Perché la finestra di tre settimane è importante
Storicamente, le pause di breve durata hanno raramente prodotto soluzioni durature, ma il tempo aggiuntivo potrebbe consentire ai mediatori di affrontare due delle questioni più controverse: l'armamento di Hezbollah e l'entità della presenza militare israeliana lungo il confine. Secondo il United Nations Truce Supervision Group, le violazioni sono diminuite di circa il 40 % nella prima settimana del cessate il fuoco originale, suggerendo che una pausa più lunga potrebbe ridurre ulteriormente le ostilità.

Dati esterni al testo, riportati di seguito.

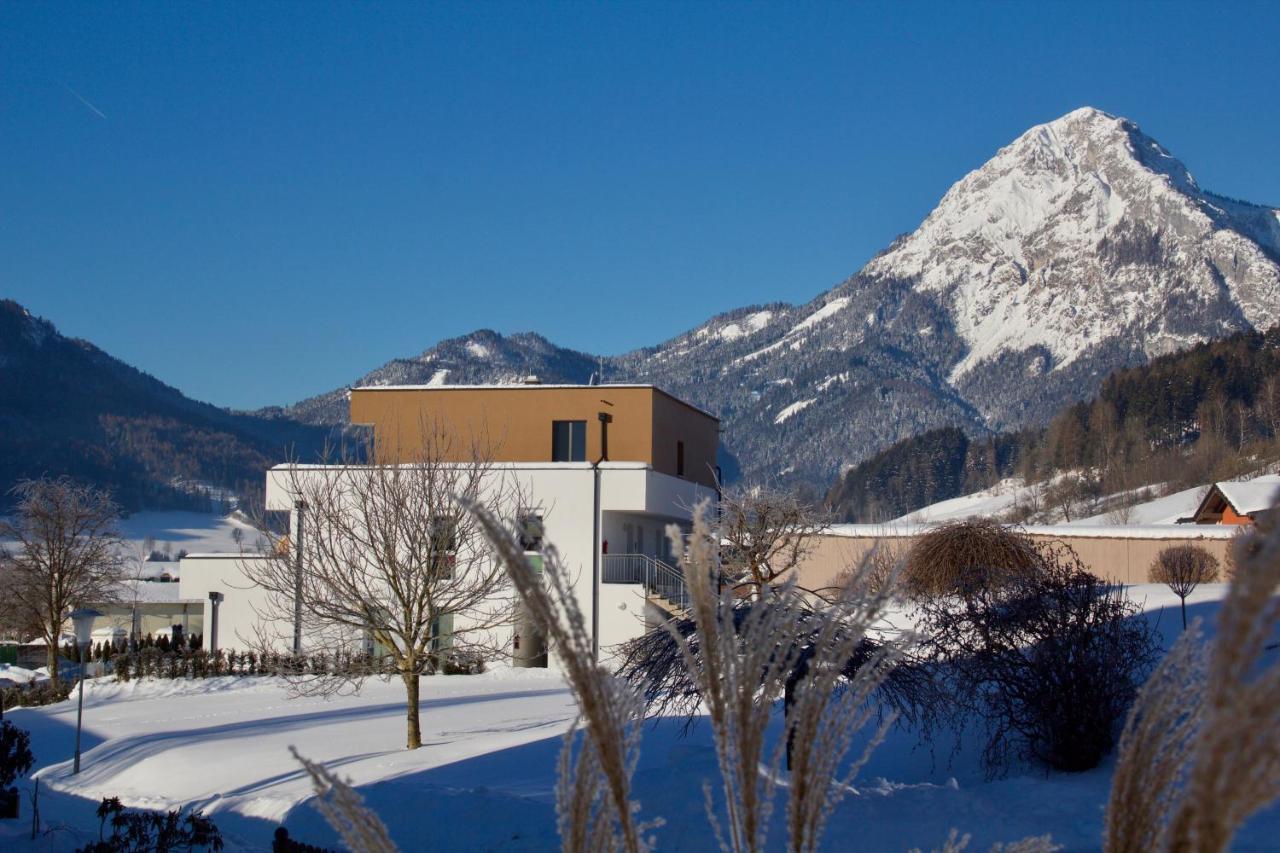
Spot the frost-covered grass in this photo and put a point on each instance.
(485, 775)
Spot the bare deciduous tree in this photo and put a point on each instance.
(63, 552)
(391, 561)
(1183, 569)
(764, 536)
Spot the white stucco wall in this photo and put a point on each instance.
(562, 493)
(238, 623)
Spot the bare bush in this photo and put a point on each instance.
(1183, 569)
(764, 536)
(965, 556)
(593, 797)
(1050, 660)
(383, 559)
(1200, 753)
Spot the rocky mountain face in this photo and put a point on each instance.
(68, 407)
(480, 357)
(1079, 249)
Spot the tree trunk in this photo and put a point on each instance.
(415, 726)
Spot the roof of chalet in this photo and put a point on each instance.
(1247, 497)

Pilastri potenziali di un accordo di pace più ampio
Gli analisti delineano tre possibili percorsi che potrebbero plasmare un futuro accordo:
- Disarmo di Hezbollah: La pressione internazionale, unita a incentivi come gli aiuti economici, potrebbe convincere la milizia libanese a una riduzione graduale delle armi.
- Riduzione della presenza israeliana: Ridurre le basi operative avanzate e le posizioni di artiglieria affronterebbe le preoccupazioni libanesi riguardo alla sovranità.
- Quadro di sicurezza regionale: Un meccanismo di monitoraggio multinationale, possibilmente sotto l'egida delle Nazioni Unite o della Lega Araba, per garantire la conformità.
Ogni pilastro richiede negoziazioni delicate, e l'estensione di tre settimane è l'unico periodo realistico per i senior officiali per riunirsi a Ginevra o Washington.